Try hard and you’re able to see those little pixels, but it’s not as blocky looking as the larger, lower-res Gigaset QV830. For £90, you really can’t complain too much.
What’s a little harder to get used to is the Acer Iconia One 7’s colour reproduction. Colours are weak and washed out-looking, and as a result the screen doesn’t really shine even in the best conditions.
Other elements of the screen are a lot better, though. The Acer Iconia One 7 has an IPS display, the kind that provides the great viewing angles you get in most tablets. True to form, angled viewing is no major problem – you lose some brightness from an angle but you can still see what’s on-screen easily enough.

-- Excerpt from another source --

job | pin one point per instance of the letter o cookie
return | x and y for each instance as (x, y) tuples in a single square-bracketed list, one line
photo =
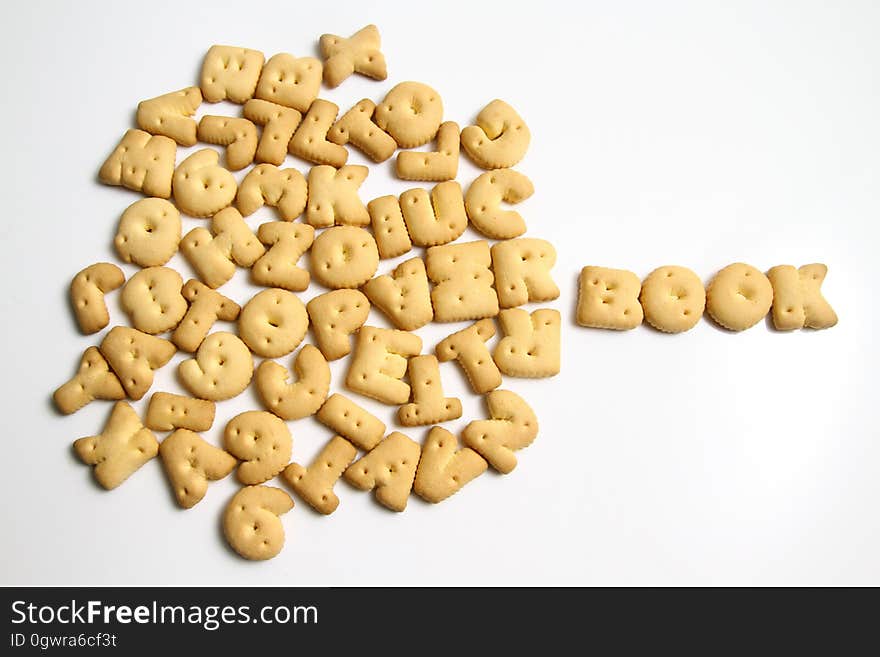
[(739, 297), (411, 113), (148, 233), (344, 257), (673, 299), (251, 524), (273, 323), (222, 368)]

The Acer Iconia One 7 doesn’t have the recessed look of some cheaper screen either. It’s almost pretty good – but only almost. Still, don’t go in expecting a supreme display and your eyes will get accustomed to the slightly drab colours soon enough.
Acer Iconia One 7: Camera
The Acer Iconia One 7’s cameras too are limited. Very limited. We almost wonder why they bothered having two when a single half-decent camera would prove more useful.
You get a rear 2MP camera without a flash and a front 0.3-megapixel video chat camera. They are both extremely noisy, the front one to the extent that it’s borderline unusable in the sort of low-key lighting you might have in your lounge. Unless you have a very old phone indeed, you’d be much better off using your mobile to take snaps than relying on the Acer Iconia One 7.
Acer Iconia One 7: Performance
Not every part of the Acer Iconia One 7 screams compromise, though. You get a dual-core Intel Atom Z2560 1.6GHz processor with 1GB of RAM.
A dual-core chip may not sound too impressive when almost every device seems to have at least four cores these days, but those cores count for more than those of other non-Intel tablets at this sort of price. There’s a decent amount of power on tap here.
General performance isn’t 100 per cent lag free, but any slow-down is minor and when games work they perform well – even the high-end 3D ones you might expect not too work too well on a £90 tablet.
We say ‘when games work’ because we had an unusual amount of trouble getting some of them working. Games freezing at load screens is pretty common with the Acer Iconia One 7, and at best load times are pretty long.
We imagine this being down to games not being as optimised for Intel tablets as they are for more popular processor types. Gamers need patience, and would probably be better off with even the old Nexus 7, let alone the ‘current’ 2013 model.
Acer Iconia One 7: Battery
Battery life of the Acer Iconia One 7 isn’t quite up to that of the big tablet players, but it could be worse. We got eight hours playing a 720p MP4 file on loop with medium brightness. It’s good enough for a long flight. That’s actually more than the seven hours Acer claims.
However, we did also find that battery level dropped like a stone when playing 3D games, suggesting that perhaps the Intel Atom brain at the core of the Acer Iconia One 7 isn’t quite as efficient as some others. You will still get a handful of hours off a charge even when playing 3D games, though.
Acer Iconia One 7: Verdict
The Acer Iconia One 7 is a basic tablet that offers pretty good value given you can get one for as little as £90. If you can afford a bit more, the extra expense is worth it, but as a basic family tablet this is a decent buy.